4. Considerações finais

“Nós” foi um marco na literatura mundial e influenciou uma gama gigantesca de


autores que idealizaram futuros distópicos a partir dos medos e angústias de seu tempo
presente. Segundo Kopp (2011), a visão do autor e sua “capacidade de reconhecer um
movimento que tendia a massificar toda a sociedade de forma técnica” são fundamentais
para o desenvolvimento da literatura distópica. Armand Mattelart, “o autor denuncia o
domínio de todas as grandes máquinas uniformizantes de organização de multidões: o
Estado-Leviatã, é claro, a Ciência única e o fetiche da razão técnica [...]”.

Na sátira de Zamyatin, o autoritarismo se desdobra em facetas extraordinárias e


inimagináveis para quem lê. Entretanto, a rigidez matemática na ideologia do Estado
Único é edificada sobre os mesmos moldes de qualquer autoritarismo que já existiu em
nossa História: noções limitadas de liberdade; ideal de felicidade possível apenas dentro
dos muros do Estado; cultura e arte formuladas para fins estatais; etc.
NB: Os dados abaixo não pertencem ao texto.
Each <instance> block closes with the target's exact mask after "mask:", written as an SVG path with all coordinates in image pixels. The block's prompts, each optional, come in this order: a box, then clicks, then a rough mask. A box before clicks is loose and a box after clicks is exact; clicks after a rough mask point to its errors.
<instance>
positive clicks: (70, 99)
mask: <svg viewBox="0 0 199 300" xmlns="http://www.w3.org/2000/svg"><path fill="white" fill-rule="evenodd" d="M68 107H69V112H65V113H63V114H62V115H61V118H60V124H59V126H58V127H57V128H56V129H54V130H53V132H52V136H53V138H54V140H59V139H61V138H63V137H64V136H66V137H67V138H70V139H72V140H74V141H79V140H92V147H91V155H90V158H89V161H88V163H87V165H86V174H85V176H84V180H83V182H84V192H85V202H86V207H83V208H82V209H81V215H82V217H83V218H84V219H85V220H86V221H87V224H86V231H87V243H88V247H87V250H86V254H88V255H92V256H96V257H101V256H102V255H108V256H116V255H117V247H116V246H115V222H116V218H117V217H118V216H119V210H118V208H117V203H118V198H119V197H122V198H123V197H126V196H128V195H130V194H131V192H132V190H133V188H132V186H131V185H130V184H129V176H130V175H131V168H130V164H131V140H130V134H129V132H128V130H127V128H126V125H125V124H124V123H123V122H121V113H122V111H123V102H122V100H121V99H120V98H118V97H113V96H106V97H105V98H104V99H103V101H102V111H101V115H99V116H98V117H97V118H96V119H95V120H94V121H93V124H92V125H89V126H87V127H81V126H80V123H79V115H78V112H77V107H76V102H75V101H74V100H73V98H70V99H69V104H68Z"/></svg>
Cabe a nós a compreensão disto. Para Zamyatin (1919), “o mundo vive somente
por causa dos heréticos: Cristo o herético, Copérnico o herético, Tolstói o herético.
Nosso credo (ou crença) é a heresia: o amanhã é infalivelmente uma heresia do hoje que
se tornou um pilar de sal, e do ontem que foi esfarelado na poeira”. E graças ao herético
soviético, Huxley abordou temas de liberdade sexual em seu “Admirável Mundo
Novo”, Bradbury trabalhou a liberdade intelectual e o direito ao conhecimento nas
páginas de “Fahrenheit 451” – pois estes são, como “Nós”, uma rebelião do espírito
humano contra o mundo massificado e autoritarista –, entre outros diversos exemplos de
tão grande importância para a literatura mundial. Como comenta Jair Diniz Miguel
(2005), “Pena que só alguns, em sua época, puderam ver que o Estado Único podia ser
uma realidade, e que a máquina do Benfeitor pudesse um dia existir, nos mais diversos
modelos e matizes”.

Grande parte do autoritarismo comentado aqui surgiu depois da obra em


questão, entretanto, Zamyatin viveu tanto na Rússia czarista quanto na União Soviética
de Lenin. É evidente autor tinha suas razões para criticar o Estado; caso contrário, sua
obra jamais teria sido censurada no próprio país. “Nós” deve visto como uma rebelião
às ideologias utópicas e ao estadismo exacerbado. Foi certamente uma revolução na
Literatura. E não a última delas, pois as revoluções são infinitas.